When it comes to horses and NH, horses already speak the language, they do not have to be taught it. What they have to get used to is the idea of listen to the dogs speaking english (us). I commonly find that during beginner lessons, my lesson horse is checking with me about what to do next because whoever is on their back is still a little rough with the language. All the extra "fluff" is simply a matter of time, consistency, and pressure and release. Horses are naturally going to be pulled to the safety of the good leadership of a confident human that is "speaking clearly". That leadership ability is commonly overlooked, thinking that the horse is simply learning to respond to cues. Actually, in many cases, the horse is just learning to respond to cues, this is why you see a lot of NH trained horses that will climb on top of their scary obstacles, stand to have a giant ball bounced next to them, and allow a tarp to be thrown over their back, yet they still can't walk by a scary looking rock on the trail.

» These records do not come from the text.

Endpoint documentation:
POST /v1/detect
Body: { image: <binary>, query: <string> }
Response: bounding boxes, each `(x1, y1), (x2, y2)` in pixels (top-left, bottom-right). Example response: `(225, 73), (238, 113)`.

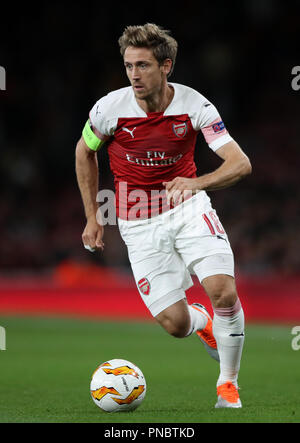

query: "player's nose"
(132, 66), (140, 80)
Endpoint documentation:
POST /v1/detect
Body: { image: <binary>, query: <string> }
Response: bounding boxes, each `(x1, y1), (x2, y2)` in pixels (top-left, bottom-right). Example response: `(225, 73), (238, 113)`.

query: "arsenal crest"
(138, 278), (150, 295)
(173, 123), (187, 138)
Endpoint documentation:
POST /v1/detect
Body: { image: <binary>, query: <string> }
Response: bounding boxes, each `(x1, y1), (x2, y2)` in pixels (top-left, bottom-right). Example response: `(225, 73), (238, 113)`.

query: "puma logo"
(122, 127), (136, 138)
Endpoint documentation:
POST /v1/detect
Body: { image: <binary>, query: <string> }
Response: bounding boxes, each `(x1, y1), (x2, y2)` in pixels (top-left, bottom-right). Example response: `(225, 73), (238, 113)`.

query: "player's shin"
(213, 299), (245, 387)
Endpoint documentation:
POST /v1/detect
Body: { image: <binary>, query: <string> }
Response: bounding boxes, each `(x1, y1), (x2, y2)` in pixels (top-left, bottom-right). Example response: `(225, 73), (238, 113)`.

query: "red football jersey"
(90, 83), (232, 220)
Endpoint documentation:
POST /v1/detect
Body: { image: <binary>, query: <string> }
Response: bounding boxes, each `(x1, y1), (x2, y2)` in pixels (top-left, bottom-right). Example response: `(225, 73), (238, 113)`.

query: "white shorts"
(118, 192), (234, 316)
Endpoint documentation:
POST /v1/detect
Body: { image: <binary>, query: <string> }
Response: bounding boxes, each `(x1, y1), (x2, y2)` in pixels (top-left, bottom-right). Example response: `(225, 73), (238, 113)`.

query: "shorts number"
(203, 211), (225, 235)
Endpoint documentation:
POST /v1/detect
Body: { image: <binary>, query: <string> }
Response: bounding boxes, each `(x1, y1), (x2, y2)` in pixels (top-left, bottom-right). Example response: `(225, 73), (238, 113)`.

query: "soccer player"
(76, 23), (251, 408)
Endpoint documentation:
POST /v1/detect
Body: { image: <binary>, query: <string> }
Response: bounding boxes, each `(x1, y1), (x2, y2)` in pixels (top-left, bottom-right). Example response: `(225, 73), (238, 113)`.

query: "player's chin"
(133, 87), (149, 99)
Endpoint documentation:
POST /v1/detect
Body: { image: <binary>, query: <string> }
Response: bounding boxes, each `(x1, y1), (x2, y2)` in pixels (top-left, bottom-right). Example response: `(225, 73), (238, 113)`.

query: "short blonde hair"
(119, 23), (178, 77)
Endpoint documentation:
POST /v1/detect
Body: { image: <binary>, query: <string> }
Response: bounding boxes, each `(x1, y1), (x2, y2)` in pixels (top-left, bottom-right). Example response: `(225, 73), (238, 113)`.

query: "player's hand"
(163, 177), (199, 206)
(82, 217), (104, 252)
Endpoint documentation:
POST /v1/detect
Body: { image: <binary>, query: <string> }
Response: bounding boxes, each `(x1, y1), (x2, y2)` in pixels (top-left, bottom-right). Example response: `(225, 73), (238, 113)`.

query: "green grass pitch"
(0, 317), (300, 424)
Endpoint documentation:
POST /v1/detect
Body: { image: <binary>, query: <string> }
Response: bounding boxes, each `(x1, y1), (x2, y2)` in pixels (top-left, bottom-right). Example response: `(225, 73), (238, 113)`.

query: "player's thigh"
(175, 207), (234, 272)
(121, 220), (193, 317)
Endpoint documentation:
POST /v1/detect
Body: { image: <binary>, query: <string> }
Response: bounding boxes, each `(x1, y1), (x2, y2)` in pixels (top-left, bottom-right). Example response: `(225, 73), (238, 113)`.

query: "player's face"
(124, 46), (168, 100)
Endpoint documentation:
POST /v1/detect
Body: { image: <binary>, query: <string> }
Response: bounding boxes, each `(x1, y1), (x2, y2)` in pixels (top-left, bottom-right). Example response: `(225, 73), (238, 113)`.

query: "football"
(90, 359), (146, 412)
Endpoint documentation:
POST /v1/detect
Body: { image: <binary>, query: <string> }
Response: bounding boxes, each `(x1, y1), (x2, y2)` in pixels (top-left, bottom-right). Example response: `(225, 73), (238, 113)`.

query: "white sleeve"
(194, 94), (233, 151)
(89, 96), (115, 137)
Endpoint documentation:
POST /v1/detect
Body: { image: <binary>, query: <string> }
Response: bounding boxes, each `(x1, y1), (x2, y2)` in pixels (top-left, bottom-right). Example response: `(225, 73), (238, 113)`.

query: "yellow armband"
(82, 119), (105, 151)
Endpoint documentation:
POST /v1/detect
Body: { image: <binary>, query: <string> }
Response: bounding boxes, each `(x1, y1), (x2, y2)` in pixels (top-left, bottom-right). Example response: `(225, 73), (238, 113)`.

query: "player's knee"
(208, 277), (238, 308)
(156, 315), (190, 338)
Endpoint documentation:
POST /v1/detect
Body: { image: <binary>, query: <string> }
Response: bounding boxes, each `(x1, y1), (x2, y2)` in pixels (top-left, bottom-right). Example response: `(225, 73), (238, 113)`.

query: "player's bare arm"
(76, 137), (104, 250)
(163, 141), (252, 203)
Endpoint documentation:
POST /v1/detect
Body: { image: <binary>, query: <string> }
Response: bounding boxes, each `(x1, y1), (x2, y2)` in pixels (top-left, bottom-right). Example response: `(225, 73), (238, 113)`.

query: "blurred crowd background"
(0, 0), (300, 275)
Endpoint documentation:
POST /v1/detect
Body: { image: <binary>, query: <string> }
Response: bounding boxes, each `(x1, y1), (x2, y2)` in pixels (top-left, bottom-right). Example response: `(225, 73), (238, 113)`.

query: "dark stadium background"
(0, 0), (300, 324)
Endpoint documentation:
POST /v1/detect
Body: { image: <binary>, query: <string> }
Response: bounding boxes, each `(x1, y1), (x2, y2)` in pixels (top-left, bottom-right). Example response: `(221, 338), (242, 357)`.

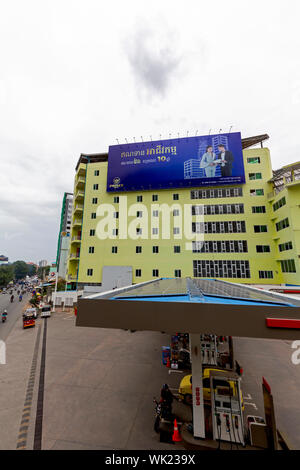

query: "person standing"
(218, 144), (234, 177)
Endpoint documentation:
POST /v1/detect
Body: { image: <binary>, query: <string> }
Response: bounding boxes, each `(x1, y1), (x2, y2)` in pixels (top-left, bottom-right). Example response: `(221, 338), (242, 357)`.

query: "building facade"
(67, 138), (300, 288)
(56, 193), (73, 279)
(0, 255), (8, 265)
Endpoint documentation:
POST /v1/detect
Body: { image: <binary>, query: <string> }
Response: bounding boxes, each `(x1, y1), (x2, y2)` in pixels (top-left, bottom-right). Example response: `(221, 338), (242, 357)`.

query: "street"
(0, 292), (30, 341)
(0, 306), (300, 450)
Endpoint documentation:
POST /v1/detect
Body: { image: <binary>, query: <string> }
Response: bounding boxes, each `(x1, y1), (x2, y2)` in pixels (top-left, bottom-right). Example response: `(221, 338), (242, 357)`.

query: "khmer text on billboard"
(107, 132), (245, 192)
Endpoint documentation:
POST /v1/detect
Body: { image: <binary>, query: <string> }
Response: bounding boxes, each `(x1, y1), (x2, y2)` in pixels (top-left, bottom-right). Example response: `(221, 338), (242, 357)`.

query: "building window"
(254, 225), (268, 233)
(280, 259), (296, 273)
(273, 197), (286, 212)
(252, 206), (266, 214)
(256, 245), (271, 253)
(247, 157), (260, 163)
(258, 271), (273, 279)
(278, 242), (293, 251)
(191, 187), (243, 199)
(193, 259), (250, 279)
(250, 189), (264, 196)
(192, 220), (246, 233)
(249, 173), (262, 181)
(192, 240), (248, 253)
(276, 218), (290, 232)
(192, 204), (244, 215)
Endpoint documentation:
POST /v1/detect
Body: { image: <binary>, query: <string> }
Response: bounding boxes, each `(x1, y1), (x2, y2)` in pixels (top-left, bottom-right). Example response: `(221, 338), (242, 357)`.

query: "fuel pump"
(210, 371), (245, 446)
(200, 335), (217, 366)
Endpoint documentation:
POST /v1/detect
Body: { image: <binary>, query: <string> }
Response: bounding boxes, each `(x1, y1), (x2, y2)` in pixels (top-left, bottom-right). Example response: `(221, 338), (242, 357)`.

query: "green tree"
(57, 277), (66, 291)
(0, 264), (14, 287)
(27, 264), (37, 276)
(12, 261), (28, 279)
(37, 266), (50, 279)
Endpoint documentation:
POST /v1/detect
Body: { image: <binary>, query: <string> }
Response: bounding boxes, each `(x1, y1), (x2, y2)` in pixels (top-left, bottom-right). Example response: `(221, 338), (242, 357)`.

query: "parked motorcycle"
(153, 397), (174, 433)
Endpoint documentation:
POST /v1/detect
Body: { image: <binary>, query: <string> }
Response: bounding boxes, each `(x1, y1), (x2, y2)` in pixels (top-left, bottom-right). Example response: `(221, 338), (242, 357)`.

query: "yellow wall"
(68, 148), (300, 284)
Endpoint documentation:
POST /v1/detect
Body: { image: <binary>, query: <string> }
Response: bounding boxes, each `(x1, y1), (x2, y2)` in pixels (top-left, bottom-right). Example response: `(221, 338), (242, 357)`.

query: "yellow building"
(68, 136), (300, 288)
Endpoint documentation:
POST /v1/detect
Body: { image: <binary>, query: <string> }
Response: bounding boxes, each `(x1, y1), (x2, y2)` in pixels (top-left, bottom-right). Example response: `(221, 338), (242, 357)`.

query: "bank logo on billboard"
(107, 132), (245, 191)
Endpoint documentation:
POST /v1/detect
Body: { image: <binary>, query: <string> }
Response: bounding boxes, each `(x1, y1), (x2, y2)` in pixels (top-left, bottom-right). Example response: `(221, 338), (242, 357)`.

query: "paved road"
(0, 294), (30, 341)
(0, 302), (300, 450)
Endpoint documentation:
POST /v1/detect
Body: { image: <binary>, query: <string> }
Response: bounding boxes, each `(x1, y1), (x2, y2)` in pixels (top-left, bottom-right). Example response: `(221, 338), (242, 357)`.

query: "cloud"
(124, 26), (183, 96)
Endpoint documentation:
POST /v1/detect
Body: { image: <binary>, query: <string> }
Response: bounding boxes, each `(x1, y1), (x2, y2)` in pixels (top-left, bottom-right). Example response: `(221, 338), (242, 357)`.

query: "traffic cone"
(172, 418), (182, 442)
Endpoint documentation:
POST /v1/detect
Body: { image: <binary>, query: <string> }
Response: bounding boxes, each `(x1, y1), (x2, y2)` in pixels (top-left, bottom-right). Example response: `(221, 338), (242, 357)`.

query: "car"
(24, 307), (38, 318)
(41, 305), (51, 318)
(178, 367), (244, 407)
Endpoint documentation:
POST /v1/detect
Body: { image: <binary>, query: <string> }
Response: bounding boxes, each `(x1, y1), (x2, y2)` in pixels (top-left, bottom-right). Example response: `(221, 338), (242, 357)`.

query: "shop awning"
(76, 278), (300, 340)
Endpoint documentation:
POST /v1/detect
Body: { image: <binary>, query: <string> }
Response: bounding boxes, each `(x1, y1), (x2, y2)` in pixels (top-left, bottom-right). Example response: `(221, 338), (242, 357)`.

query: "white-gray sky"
(0, 0), (300, 261)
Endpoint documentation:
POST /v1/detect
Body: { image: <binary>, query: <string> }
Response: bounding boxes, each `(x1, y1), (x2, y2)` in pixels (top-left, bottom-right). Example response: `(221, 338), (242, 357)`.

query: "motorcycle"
(153, 397), (174, 433)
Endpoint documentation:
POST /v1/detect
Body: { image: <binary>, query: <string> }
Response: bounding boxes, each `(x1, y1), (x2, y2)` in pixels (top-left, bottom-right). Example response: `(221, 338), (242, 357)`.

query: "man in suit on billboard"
(218, 144), (234, 177)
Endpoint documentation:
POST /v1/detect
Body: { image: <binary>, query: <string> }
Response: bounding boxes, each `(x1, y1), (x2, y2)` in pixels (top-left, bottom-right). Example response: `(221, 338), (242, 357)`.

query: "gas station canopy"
(76, 278), (300, 340)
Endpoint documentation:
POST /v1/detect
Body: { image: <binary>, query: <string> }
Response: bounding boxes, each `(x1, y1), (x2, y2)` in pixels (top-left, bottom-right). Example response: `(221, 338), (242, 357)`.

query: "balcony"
(74, 191), (84, 201)
(73, 219), (82, 227)
(76, 176), (85, 188)
(71, 236), (81, 243)
(73, 204), (83, 214)
(77, 163), (86, 177)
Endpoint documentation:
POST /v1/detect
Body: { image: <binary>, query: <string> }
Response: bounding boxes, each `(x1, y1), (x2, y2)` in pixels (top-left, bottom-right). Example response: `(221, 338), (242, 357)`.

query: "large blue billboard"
(107, 132), (245, 192)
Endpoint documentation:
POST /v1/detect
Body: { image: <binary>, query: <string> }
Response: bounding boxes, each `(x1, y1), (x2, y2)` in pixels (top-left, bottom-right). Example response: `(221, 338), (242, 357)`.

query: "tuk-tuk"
(41, 305), (51, 318)
(23, 309), (35, 329)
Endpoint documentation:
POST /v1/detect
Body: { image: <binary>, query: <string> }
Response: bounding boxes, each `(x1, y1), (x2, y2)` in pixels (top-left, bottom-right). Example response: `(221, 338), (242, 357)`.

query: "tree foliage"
(12, 261), (30, 280)
(0, 264), (14, 286)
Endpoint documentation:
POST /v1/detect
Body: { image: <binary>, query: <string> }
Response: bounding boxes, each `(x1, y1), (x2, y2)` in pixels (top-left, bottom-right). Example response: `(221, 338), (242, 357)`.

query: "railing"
(76, 176), (85, 186)
(74, 204), (83, 212)
(70, 253), (79, 259)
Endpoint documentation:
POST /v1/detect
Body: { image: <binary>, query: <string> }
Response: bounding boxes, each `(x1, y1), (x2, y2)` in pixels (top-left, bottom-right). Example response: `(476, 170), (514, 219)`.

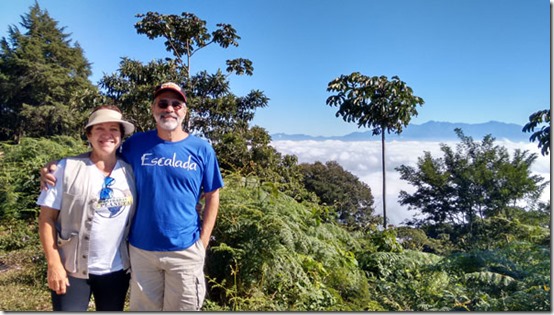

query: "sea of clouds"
(271, 140), (551, 225)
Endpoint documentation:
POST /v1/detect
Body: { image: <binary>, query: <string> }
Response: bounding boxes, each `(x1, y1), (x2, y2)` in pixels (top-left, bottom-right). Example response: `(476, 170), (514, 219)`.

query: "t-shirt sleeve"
(202, 147), (223, 192)
(37, 159), (66, 210)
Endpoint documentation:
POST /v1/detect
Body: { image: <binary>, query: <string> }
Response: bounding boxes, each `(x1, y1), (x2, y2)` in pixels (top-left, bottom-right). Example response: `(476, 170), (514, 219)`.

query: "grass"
(0, 248), (52, 311)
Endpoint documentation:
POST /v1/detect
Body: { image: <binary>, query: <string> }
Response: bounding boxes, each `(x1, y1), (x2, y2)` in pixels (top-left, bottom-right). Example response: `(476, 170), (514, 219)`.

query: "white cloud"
(271, 140), (550, 225)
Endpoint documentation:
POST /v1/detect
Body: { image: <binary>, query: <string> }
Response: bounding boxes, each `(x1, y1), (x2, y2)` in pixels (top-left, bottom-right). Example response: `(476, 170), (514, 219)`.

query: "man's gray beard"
(156, 116), (183, 131)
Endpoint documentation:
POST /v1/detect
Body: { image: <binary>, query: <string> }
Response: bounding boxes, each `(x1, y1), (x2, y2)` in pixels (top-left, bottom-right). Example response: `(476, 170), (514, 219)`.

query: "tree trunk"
(381, 128), (387, 229)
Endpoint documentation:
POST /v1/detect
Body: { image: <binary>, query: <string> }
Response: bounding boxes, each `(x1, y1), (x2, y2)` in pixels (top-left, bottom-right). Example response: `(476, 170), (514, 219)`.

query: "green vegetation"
(0, 4), (551, 312)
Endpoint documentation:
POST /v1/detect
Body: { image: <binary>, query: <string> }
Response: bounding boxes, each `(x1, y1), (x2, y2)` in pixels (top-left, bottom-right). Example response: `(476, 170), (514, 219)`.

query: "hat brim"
(85, 117), (135, 136)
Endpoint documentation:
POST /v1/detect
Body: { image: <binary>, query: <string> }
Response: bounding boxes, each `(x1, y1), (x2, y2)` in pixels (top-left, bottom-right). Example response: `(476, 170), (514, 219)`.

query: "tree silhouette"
(523, 109), (550, 155)
(327, 72), (424, 228)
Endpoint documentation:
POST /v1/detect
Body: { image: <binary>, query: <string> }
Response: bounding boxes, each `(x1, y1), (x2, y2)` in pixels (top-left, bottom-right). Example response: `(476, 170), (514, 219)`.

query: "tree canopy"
(396, 129), (546, 230)
(327, 72), (424, 228)
(0, 3), (98, 142)
(523, 109), (550, 155)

I have personally seen many times how people see the result of training and thinking that simply practicing that over and over again is how you get there. For example, my own horses are used to standing quietly ground tied when I jump off and do something else. I can't tell you how many times I've seen people see me do this and just assume that if they try it, their horse will do it too. It always ends up with some horse running off, and that is not with me trying to show off, its just something I do all the time without thinking.
I know someone else that is starry eyed over liberty work. She takes her horse in the arena and lets her go and continuously tries to get the horse to run with her, which always ends up with the horse running around screaming to all of the other horses outside of the arena.
My advice, don't look at the "tricks". The 16 yr old kid that wants to race his car without first learning respect for what the car is capable of is going to end up hurting himself or the car. Focus instead on being part of their world. In other words, your goal should not be to get the horse to be obedient, your goal should be for you to learn how to communicate.